# Naïve Bayesian classification

## Table of Contents

## Summary

- The "naïve assumption" is that the presence of a word does not give any information about the probability of the presence of any other word. This assumption gives us \(P(w_1, w_2, \dots|C_c) = \prod_i P(w_i|C_c)\).
- \(d_i\) is the number of documents (in the training set, of course) with word \(i\).
- \(d_{ci}\) is the number of documents in category \(C_c\) with the word \(i\).
- \(n_c\) is the number of documents in the category \(C_c\).
- \(n\) is the number of documents.
- \(|C|\) is the number of categories.
- \(P(C_c) = \frac{n_c + 1}{n + |C|}\) is the probability of any random document having category \(C_c\).
- \(\hat{X} =
\) is a binary document vector where each \(w_i \in \{0,1\}\). - \(P(\hat{X}|C_c) = P(w_1, w_2, \dots, w_k | C_c) = \prod_i P(w_i|C_c)\) is the probability of the document having the words that it does assuming that the document comes from category \(C_c\).
- \(P(w_i|C_c) = \frac{d_{ci} + 1}{d_i + n_c}\) is the probability of a document from category \(C_c\) having word \(w_i\).
- \(\arg\max_{C_c} P(\hat{X}|C_c) P(C_c)\) is the question: which category \(C_c\) maximizes the probability that the document has these words?
- \(\arg\max_{C_c} \sum_i \log P(w_i|C_c) + \log P(C_c)\) is the new question using log-probability to avoid "underflow" in the floating-point values.

## Feature vectors

Documents are simply binary word vectors. Each dimension in the vector represents a unique word. The value in this dimension is 0 or 1 depending on whether the document has at least one occurrence of that word.

## Category vectors

Each category vector is represented as a series of probabilities, one probability per word (each vector dimension represents a word, just like a document feature vector). Each probability means, "the probability of this word being present in a document that is a member of this category." Thus, the category vector has terms \(C_c = (p_{c1}, p_{c2}, \dots, p_{ck})\), and

$$p_{ci} = P(w_i|C_c) = \frac{d_{ci}+1}{d_i+n_c},$$

where \(d_{ci}\) is the number of documents in \(C_c\) that have word \(i\)
(anywhere in the document, any number of occurrences), \(d_i\) is the
number of documents in *any* category that have word \(i\), and \(n_c\) is
the number of documents in category \(C_c\). We add 1 and add \(n_c\) so
that \(P(w_i|C_c)\) is never equal to 0. (This is called Laplace
smoothing.)

## Algorithm

We assume, for simplicity, that the occurrences of words in documents are completely independent (this is what makes the method "naïve"). This is patently false since, for instance, the words "vision" and "image" often both appear in documents about computer vision; so seeing the word "vision" suggests that "image" will also appear in the document.
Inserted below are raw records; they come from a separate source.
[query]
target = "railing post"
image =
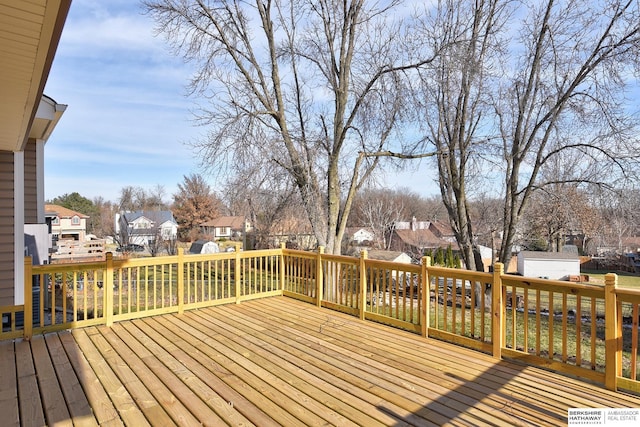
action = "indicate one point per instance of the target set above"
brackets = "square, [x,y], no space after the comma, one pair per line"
[282,269]
[425,286]
[28,298]
[319,277]
[363,283]
[498,311]
[108,290]
[238,274]
[613,353]
[180,280]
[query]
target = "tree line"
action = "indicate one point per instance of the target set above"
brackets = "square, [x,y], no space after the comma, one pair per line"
[313,99]
[591,219]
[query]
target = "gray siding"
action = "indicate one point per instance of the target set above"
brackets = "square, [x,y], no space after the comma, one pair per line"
[7,273]
[30,184]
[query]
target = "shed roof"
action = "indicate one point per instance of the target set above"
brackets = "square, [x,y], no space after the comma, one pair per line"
[548,255]
[62,212]
[235,222]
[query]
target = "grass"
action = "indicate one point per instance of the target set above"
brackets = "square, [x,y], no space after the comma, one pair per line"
[625,279]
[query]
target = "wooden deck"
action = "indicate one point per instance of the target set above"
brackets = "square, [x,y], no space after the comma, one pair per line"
[274,361]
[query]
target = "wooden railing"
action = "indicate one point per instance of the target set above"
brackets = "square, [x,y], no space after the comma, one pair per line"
[584,330]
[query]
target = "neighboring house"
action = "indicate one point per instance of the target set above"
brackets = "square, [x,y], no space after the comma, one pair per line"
[226,227]
[204,247]
[27,119]
[416,241]
[393,256]
[66,223]
[361,235]
[144,227]
[548,265]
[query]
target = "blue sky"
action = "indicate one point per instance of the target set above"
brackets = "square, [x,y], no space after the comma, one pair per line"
[127,118]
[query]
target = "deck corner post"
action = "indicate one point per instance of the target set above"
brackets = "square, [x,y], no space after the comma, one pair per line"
[108,290]
[28,298]
[238,270]
[498,311]
[362,266]
[613,344]
[319,277]
[180,280]
[425,287]
[282,268]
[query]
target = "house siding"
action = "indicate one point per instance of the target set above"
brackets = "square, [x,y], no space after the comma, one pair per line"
[7,274]
[30,183]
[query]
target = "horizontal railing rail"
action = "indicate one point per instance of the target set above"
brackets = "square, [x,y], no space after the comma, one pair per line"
[584,330]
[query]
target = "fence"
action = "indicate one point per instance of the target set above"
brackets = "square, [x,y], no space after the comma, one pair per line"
[583,330]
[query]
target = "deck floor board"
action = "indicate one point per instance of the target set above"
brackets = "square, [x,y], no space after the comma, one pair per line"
[275,361]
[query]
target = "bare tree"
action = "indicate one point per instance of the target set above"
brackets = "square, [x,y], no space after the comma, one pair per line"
[303,86]
[194,204]
[378,211]
[518,90]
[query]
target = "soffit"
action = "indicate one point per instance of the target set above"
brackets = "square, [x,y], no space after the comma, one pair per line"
[29,35]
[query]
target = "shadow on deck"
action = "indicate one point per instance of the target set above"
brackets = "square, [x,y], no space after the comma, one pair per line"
[275,361]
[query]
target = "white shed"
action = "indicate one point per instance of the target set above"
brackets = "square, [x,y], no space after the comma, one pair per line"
[549,265]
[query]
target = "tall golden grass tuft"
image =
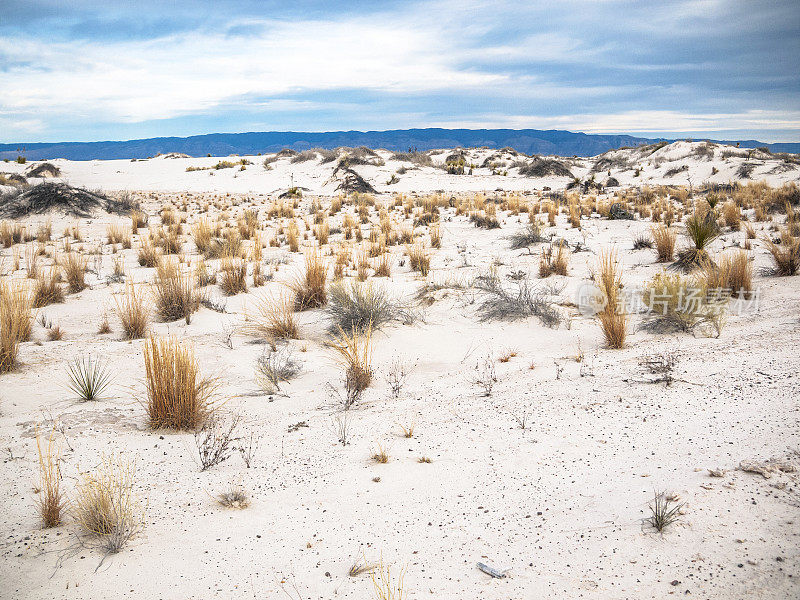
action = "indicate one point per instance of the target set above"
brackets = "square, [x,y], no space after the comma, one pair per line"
[16,321]
[233,276]
[737,273]
[51,499]
[613,318]
[664,238]
[133,313]
[293,237]
[274,318]
[310,289]
[105,504]
[201,234]
[732,215]
[354,351]
[384,266]
[175,293]
[419,259]
[47,288]
[74,266]
[148,253]
[554,260]
[138,219]
[384,585]
[177,396]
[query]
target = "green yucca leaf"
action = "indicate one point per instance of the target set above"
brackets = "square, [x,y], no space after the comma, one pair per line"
[88,379]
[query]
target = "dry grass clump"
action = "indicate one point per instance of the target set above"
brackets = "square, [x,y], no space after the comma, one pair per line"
[613,318]
[16,321]
[47,288]
[148,253]
[532,234]
[116,233]
[732,215]
[51,498]
[732,274]
[664,511]
[354,351]
[138,220]
[105,504]
[11,233]
[274,367]
[133,313]
[233,278]
[177,396]
[385,587]
[678,303]
[384,266]
[310,289]
[74,266]
[664,238]
[381,455]
[519,300]
[273,318]
[175,293]
[554,261]
[236,497]
[361,306]
[202,233]
[419,259]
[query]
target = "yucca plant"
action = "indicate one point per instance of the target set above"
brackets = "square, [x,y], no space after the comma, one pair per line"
[701,231]
[88,379]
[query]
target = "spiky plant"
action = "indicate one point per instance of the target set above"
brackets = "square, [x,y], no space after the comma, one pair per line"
[88,379]
[664,511]
[701,229]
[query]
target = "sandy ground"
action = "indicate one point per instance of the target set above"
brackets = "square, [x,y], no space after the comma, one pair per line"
[560,503]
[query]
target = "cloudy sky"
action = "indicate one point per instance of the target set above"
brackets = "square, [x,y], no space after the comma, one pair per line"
[72,70]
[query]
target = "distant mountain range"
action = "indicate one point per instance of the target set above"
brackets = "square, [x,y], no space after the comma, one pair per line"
[529,141]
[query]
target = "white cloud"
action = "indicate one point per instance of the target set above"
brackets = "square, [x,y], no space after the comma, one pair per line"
[650,121]
[182,74]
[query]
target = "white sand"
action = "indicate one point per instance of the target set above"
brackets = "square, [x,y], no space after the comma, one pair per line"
[560,503]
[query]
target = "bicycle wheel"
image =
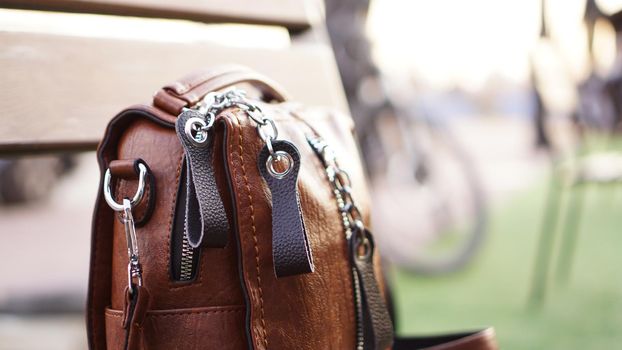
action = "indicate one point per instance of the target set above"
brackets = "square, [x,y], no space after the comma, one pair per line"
[429,212]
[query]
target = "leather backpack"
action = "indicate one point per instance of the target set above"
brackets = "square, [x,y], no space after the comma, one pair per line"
[230,218]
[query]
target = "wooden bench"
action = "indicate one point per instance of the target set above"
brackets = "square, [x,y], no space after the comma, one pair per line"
[65,72]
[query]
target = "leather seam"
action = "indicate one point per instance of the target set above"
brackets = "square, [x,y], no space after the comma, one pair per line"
[155,313]
[172,314]
[254,230]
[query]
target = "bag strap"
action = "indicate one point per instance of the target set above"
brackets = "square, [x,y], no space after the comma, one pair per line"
[188,91]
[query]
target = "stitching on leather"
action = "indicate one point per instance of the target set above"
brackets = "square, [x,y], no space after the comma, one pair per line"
[181,313]
[114,314]
[252,208]
[172,314]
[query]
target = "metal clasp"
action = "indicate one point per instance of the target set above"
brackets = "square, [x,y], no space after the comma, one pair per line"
[134,270]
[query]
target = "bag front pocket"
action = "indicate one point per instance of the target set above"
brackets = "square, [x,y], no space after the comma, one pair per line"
[216,327]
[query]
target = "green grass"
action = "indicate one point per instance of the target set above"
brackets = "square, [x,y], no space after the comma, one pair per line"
[583,313]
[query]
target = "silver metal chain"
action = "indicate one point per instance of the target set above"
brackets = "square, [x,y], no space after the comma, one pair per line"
[351,218]
[341,185]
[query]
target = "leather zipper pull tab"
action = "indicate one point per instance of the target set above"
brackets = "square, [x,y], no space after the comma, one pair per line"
[206,219]
[376,322]
[137,303]
[291,251]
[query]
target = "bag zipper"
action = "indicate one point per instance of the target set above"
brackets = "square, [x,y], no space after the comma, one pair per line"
[184,258]
[186,270]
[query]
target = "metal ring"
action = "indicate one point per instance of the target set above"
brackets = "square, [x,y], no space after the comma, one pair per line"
[195,130]
[274,157]
[138,196]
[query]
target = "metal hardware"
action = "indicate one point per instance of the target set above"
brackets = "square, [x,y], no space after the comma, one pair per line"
[279,156]
[134,271]
[196,129]
[133,266]
[214,102]
[187,256]
[351,217]
[342,186]
[138,196]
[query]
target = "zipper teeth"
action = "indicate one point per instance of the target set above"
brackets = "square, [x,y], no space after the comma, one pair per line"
[359,311]
[187,254]
[318,145]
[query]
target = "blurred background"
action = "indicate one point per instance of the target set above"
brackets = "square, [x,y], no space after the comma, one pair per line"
[489,131]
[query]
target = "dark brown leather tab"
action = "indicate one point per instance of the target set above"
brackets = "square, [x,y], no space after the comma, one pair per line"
[206,219]
[377,325]
[291,251]
[478,340]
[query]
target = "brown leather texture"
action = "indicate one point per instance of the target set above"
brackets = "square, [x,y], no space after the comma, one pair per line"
[235,301]
[189,90]
[479,340]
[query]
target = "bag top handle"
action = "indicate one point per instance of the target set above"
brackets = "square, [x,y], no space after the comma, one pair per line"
[189,90]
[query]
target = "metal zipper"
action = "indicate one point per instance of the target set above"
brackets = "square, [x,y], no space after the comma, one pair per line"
[197,130]
[340,182]
[187,260]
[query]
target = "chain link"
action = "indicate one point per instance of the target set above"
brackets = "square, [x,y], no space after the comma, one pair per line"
[214,102]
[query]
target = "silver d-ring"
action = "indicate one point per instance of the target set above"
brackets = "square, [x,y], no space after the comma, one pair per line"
[138,196]
[273,158]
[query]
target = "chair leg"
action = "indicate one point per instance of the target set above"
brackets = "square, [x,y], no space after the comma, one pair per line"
[570,233]
[544,249]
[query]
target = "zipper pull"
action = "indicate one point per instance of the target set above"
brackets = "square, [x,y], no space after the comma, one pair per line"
[206,220]
[377,328]
[279,163]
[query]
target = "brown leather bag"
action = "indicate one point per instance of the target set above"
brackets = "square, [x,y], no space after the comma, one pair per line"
[233,222]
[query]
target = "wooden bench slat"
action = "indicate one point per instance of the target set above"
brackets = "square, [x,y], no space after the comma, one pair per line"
[58,92]
[292,14]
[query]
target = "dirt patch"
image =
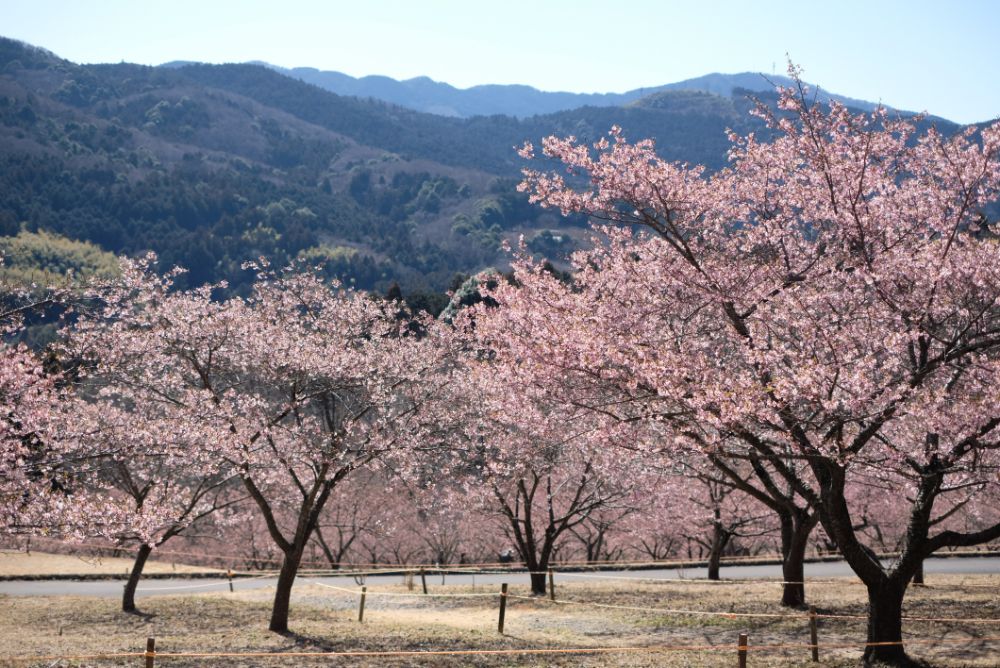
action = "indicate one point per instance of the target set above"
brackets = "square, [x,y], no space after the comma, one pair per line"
[645,623]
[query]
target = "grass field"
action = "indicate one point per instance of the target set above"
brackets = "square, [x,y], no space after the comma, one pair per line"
[640,615]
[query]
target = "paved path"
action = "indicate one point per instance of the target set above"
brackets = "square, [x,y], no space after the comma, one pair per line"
[113,588]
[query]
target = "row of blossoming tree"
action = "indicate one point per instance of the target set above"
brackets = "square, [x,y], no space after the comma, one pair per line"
[808,337]
[822,316]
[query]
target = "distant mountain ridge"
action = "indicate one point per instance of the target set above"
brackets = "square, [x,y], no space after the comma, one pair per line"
[443,99]
[213,165]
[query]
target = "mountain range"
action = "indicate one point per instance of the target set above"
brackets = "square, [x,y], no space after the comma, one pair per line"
[434,97]
[213,165]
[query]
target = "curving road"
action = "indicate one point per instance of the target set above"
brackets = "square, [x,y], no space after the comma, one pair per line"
[113,588]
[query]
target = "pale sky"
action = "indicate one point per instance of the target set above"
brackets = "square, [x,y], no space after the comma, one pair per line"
[920,55]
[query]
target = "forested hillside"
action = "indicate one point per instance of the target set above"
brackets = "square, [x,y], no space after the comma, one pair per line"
[211,166]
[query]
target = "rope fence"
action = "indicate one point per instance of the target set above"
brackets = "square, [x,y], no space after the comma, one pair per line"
[624,564]
[742,647]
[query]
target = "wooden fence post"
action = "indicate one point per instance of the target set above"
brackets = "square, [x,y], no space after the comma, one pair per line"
[813,634]
[503,606]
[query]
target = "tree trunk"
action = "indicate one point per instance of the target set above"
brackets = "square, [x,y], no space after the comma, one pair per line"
[720,538]
[885,625]
[283,592]
[538,583]
[128,597]
[793,594]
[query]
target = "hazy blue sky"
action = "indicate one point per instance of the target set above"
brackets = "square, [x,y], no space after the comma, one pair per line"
[938,56]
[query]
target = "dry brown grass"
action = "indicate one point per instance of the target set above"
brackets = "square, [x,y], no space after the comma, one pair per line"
[14,563]
[324,620]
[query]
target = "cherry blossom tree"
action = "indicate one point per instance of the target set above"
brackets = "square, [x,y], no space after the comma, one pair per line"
[826,306]
[32,485]
[542,468]
[142,459]
[291,389]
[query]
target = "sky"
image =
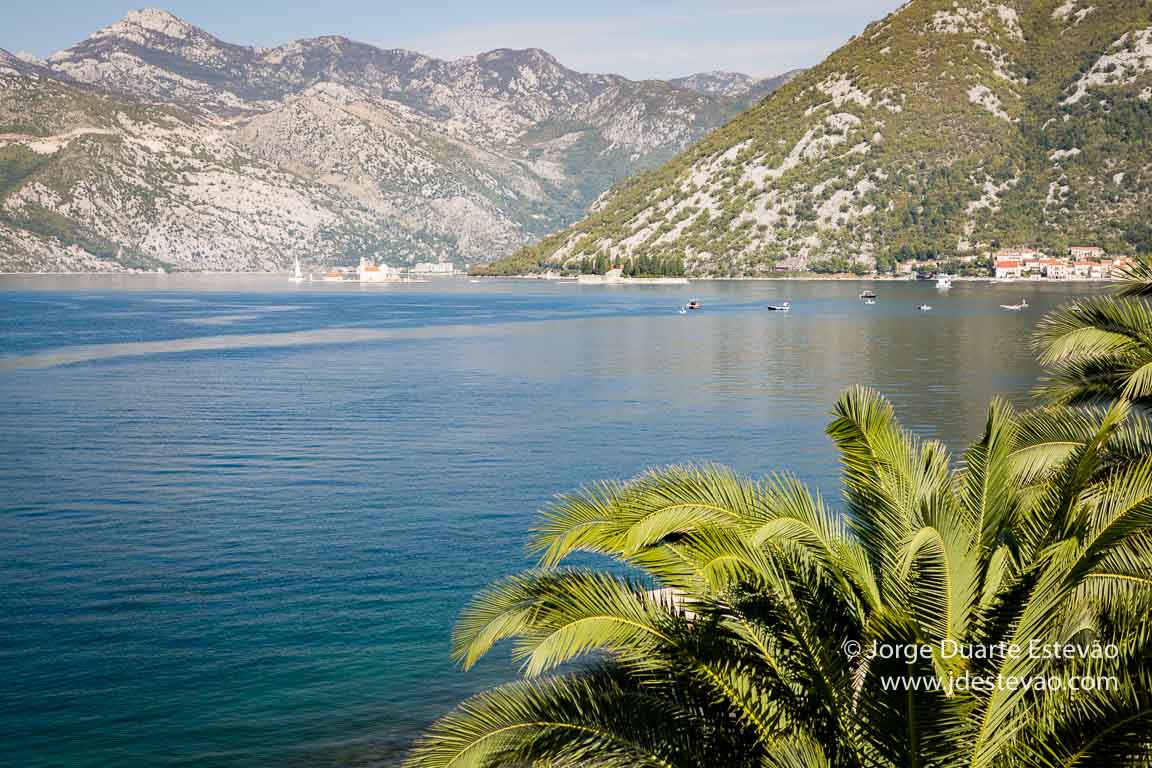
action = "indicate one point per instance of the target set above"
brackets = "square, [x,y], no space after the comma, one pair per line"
[636,39]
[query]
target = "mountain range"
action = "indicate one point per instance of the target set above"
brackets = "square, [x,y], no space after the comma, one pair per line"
[946,129]
[153,144]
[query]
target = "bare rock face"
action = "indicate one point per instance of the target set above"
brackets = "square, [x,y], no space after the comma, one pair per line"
[152,143]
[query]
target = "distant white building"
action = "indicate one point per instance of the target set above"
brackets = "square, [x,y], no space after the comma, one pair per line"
[1086,252]
[1008,270]
[434,268]
[369,272]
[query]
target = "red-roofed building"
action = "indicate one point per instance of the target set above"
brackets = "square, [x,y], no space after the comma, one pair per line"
[1008,270]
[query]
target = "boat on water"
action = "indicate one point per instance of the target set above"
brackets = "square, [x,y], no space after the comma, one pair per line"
[1015,308]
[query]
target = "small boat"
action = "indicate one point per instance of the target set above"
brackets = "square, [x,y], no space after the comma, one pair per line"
[1015,308]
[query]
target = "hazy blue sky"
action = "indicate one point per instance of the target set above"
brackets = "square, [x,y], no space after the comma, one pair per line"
[758,37]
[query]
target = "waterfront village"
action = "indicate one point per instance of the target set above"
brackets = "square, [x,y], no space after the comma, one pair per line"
[369,271]
[1082,263]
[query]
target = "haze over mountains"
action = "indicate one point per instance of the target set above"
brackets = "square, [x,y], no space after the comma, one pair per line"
[152,143]
[948,127]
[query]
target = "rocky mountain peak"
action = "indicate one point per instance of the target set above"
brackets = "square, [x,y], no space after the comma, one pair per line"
[153,20]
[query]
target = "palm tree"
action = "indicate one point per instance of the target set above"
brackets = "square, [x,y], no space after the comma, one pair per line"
[1099,349]
[735,624]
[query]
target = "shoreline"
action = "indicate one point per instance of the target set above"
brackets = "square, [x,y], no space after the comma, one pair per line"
[574,279]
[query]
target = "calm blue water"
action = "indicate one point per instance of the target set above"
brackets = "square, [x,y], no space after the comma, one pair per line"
[239,517]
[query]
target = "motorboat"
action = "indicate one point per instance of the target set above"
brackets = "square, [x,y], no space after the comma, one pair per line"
[1015,308]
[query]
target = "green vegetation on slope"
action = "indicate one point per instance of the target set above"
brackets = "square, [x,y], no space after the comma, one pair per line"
[944,129]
We further assume that the order the words appear in the document does not matter.

Because we make this independence assumption, we can calculate the probability of a document being a member of some category quite easily:

$$P(\hat{X}|C_c) = \prod_i P(w_i|C_c),$$

where \(P(w_i|C_c) = p_{ci}\) (from the definition above).

Now, Bayes' theorem gives us:

$$P(C_c|\hat{X}) = P(\hat{X}|C_c)P(C_c) / P(\hat{X}),$$

with,

$$P(C_c) = \frac{n_c + 1}{n + |C|},$$

where \(n_c\) is the number of documents in category \(C_c\) and \(n\) is the number of documents overall. Again, we use Laplace smoothing; this allows us to avoid probabilities equal to 0.0.

Since we want to find the category \(C_c\) that makes the quantity maximal, we can ignore \(P(\hat{X})\) because it does not change depending on which category we are considering.

Thus, we are actually looking for:

$$\arg\max_{C_c} P(C_c|\hat{X}) = \arg\max_{C_c} P(\hat{X}|C_c)P(C_c)$$

We just check all the categories, and choose the single best or top \(N\).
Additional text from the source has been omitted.